An AMA is a prearranged capacity release where a capacity holder releases some of its capacity to an asset manager who then agrees to supply the gas needs of the releasing shipper.

BG Energy Co. said it “strongly supports” the agency’s proposal with respect to AMAs, but it urged the agency to make “two critical modifications.” For one, “the AMA definition should be revised to permit the parties to determine by mutual agreement pursuant to the terms of each AMA as to when the releasing shipper may call upon the replacement shipper to deliver to the releasing shipper a volume of gas equal to the daily contract demand of the released AMA transportation capacity,” it noted.

Second, “natural gas producers should be eligible to enter into AMAs.

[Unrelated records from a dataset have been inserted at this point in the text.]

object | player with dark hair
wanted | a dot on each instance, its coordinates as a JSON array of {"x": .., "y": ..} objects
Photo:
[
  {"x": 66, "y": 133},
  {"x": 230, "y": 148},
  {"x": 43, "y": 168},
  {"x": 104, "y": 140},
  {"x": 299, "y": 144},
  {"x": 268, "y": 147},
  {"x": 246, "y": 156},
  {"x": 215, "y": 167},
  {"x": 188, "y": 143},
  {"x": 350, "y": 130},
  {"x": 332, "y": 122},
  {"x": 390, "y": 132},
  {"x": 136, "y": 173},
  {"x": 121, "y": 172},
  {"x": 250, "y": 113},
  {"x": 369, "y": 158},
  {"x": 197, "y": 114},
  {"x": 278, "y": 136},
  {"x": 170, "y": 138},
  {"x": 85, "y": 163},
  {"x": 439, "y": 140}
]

Most, if not all, of the benefits of AMAs identified in the NOPR apply with equal weight to producers seeking to optimize natural gas transportation arrangements and to minimize costs,” BG Energy said.

Likewise the Independent Oil & Gas Association of West Virginia (IOGA), which represents Appalachian producers, said FERC’s definition of AMA in its proposed rule was “too narrow,” and it called for it to be expanded to include production-related AMAs. “The Commission’s NOPR focuses on downstream AMAs in which a local distribution company (LDC) or end-user retains a marketing company to manage its capacity and gas supply requirements,” but it fails to mention producer AMAs, the group said.

“Just as many LDCs seek experts in capacity management and marketing to manage and optimize interstate capacity and supply assets, producers — and particularly small producers — turn to market/asset managers to manage the producer’s firm capacity while contractually committing to purchase all of the producer’s gas. The Commission must consider the release of capacity in such transactions to be part of a bona fide AMA,” the IOGA noted.

“If an LDC can qualify for an exemption from bidding and the prohibition against tying because an asset manager must agree to serve the LDC’s requirements, a producer with similar requirements at the upstream end of the pipeline also must quality,” it told FERC. “The Commission must not extend undue preferences to LDCs or end-use capacity holders that are not equally available to similarly situated producer capacity holders.”